Like most kinds of insurance, the premium price can depend on the condition of the subject in question: in this case, the person that the insurance revolves around. If you are in good health, aren’t very old, and don’t have a history of poor family health or financial troubles, it becomes much cheaper to get this kind of life insurance. If you are sick, already suffering from possible health conditions, and your family has had to claim health-related insurance relatively often, the price goes up, and you might even get rejected outright.

While whole life insurance will always cost more than term life insurance, mainly due to the cash value build-up involved, but you can lower the costs if you have a good record of health and finances. Some agencies might also ask for details about your career or living conditions to get an idea of how healthy you will be in the near future.

How can I get whole life insurance?

Getting a whole life insurance quote from insurance agencies isn’t hard, although you are likely have to give them some personal details so that they can check you against their underwriting criteria. If you want to make the process easier, premiums price comparison websites can make the process faster by showing you estimated whole life quotes from multiple companies, as well as giving you a way to reliably filter through them.

Whole life insurance can be costly, meaning that term life insurance may seem like the more attractive option, but they are both worth considering if you are serious about supporting your loved ones. Each of them has upsides and downsides, but it depends on your current age, level of health, and how much you worry about unexpected deaths.

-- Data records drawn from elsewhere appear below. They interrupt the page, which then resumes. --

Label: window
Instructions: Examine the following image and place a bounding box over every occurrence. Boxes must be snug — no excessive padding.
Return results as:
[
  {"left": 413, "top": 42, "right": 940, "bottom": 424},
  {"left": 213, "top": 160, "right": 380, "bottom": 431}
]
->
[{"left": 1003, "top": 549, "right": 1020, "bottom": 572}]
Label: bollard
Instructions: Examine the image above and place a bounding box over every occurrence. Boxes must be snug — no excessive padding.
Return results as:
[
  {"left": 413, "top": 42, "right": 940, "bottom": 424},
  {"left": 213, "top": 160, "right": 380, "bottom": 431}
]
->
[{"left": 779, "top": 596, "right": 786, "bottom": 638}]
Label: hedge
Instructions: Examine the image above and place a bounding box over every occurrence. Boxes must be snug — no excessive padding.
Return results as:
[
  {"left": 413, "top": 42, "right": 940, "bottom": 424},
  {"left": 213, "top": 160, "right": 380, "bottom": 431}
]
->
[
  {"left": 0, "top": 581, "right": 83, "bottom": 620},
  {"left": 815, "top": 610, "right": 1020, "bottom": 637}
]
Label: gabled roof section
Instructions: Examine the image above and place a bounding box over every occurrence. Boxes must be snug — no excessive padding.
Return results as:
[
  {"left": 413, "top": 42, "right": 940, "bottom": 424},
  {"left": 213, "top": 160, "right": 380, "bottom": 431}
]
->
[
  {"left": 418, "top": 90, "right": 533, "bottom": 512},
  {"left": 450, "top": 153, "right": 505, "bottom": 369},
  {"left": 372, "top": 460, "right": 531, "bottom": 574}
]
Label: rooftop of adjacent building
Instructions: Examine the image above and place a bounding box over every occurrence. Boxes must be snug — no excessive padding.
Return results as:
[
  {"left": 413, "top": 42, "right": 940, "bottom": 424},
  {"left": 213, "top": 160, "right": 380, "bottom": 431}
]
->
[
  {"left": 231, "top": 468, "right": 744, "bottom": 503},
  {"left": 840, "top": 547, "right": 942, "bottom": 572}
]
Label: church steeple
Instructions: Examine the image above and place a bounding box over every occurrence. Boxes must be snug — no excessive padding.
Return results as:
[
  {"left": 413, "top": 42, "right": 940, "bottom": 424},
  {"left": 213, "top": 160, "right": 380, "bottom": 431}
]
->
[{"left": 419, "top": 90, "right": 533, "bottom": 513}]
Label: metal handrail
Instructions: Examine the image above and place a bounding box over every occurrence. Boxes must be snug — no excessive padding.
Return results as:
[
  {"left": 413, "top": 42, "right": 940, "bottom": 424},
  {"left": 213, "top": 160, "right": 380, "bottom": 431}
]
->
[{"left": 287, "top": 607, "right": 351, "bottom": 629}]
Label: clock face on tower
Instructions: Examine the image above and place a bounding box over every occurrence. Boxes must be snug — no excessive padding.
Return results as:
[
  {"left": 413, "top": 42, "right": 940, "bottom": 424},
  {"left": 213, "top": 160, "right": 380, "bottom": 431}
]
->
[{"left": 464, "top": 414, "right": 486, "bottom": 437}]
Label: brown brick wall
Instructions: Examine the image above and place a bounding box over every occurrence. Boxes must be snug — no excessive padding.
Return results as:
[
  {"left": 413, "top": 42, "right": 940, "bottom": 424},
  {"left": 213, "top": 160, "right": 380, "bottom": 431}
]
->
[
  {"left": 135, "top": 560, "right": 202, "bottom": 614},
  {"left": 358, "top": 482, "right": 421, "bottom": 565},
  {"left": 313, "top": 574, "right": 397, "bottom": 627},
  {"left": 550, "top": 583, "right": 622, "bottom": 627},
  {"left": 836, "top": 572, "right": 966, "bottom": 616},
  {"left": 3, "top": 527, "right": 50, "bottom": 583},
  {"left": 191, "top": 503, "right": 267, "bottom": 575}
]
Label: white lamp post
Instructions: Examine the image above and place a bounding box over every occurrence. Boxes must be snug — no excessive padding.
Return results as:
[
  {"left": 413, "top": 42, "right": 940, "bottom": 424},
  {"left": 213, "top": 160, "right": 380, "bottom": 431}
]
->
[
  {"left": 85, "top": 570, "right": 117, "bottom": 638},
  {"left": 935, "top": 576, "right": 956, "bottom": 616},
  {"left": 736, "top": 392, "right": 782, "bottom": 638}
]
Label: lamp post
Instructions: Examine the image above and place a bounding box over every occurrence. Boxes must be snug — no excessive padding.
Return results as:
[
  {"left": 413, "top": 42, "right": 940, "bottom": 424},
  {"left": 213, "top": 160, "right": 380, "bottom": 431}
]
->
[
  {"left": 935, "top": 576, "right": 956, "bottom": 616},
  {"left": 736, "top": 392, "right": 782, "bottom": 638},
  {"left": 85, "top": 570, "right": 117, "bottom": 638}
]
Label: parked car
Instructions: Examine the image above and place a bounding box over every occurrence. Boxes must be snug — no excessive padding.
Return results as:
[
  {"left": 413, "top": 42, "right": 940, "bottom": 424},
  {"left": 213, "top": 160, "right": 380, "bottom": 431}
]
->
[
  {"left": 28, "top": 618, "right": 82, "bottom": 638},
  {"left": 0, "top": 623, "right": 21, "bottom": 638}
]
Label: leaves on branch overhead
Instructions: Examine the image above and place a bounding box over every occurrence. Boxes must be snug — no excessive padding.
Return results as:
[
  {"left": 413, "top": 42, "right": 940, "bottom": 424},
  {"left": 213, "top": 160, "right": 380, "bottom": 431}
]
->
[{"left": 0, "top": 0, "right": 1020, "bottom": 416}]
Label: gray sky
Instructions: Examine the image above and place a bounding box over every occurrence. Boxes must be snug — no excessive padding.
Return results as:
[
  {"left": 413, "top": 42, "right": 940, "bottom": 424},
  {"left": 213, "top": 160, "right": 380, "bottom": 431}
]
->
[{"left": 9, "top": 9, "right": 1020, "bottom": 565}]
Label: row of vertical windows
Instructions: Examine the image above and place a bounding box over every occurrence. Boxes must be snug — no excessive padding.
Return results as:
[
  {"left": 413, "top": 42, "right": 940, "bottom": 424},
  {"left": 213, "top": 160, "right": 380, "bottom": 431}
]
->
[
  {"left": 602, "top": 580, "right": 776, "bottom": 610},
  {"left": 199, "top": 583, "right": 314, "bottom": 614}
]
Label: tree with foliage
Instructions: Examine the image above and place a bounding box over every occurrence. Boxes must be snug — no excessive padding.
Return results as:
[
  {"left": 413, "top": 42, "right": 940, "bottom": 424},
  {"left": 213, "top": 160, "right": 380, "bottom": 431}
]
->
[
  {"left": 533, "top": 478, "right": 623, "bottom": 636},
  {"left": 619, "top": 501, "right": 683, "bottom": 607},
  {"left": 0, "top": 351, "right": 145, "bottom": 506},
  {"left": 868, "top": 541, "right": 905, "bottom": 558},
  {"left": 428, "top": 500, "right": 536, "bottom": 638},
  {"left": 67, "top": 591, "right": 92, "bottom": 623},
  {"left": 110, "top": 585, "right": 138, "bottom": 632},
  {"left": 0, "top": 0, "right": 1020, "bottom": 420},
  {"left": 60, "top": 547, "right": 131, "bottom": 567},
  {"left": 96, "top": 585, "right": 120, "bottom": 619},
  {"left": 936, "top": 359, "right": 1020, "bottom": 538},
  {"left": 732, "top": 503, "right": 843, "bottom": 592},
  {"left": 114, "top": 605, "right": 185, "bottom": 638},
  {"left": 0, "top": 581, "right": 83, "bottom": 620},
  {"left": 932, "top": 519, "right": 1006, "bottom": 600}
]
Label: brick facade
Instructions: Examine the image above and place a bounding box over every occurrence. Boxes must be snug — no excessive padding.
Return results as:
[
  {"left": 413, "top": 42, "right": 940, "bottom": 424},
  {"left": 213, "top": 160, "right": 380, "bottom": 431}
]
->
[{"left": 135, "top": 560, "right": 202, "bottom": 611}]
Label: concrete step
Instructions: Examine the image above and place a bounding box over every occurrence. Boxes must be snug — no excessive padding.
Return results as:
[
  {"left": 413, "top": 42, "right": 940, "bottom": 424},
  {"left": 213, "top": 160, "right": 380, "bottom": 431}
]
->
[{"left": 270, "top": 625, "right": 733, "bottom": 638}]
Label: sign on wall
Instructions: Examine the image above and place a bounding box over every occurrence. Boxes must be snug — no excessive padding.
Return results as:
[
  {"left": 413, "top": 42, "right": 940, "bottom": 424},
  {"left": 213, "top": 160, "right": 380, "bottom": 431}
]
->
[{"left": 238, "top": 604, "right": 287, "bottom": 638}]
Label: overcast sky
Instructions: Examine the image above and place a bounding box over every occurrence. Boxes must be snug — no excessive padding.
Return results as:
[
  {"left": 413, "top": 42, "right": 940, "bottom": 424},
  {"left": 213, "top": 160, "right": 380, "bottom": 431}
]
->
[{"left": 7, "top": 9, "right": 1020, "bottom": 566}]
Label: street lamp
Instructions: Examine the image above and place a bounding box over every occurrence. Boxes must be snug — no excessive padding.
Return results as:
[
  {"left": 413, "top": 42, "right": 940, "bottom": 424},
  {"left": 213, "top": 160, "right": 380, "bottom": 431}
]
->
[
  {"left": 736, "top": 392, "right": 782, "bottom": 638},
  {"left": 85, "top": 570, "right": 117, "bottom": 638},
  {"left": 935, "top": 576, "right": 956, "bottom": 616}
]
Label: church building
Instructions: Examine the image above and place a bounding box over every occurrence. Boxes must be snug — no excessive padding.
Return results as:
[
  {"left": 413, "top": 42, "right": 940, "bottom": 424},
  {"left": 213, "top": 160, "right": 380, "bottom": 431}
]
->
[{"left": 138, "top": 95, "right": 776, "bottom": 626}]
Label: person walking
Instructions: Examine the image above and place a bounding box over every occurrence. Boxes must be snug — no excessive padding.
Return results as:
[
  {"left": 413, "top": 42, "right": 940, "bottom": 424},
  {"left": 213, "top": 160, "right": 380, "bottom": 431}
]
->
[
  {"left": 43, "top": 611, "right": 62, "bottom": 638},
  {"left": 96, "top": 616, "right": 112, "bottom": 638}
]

Do I need whole life insurance?

Whole life insurance can be a good investment in some situations and risky in others, so you need to look at your situation objectively. Life insurance acts as a replacement for the financial income that you might be giving to your family, and it will always be paid out on your death – never before. While it might seem morbid, your chance of death can be a major part of the decision, since it is the event that triggers the insurance pay out.

If you are already considering getting some form of life insurance, take a look at some whole life quotes and get an idea of what you might have to pay. It is good to be informed, regardless of which option you end up choosing in the long run.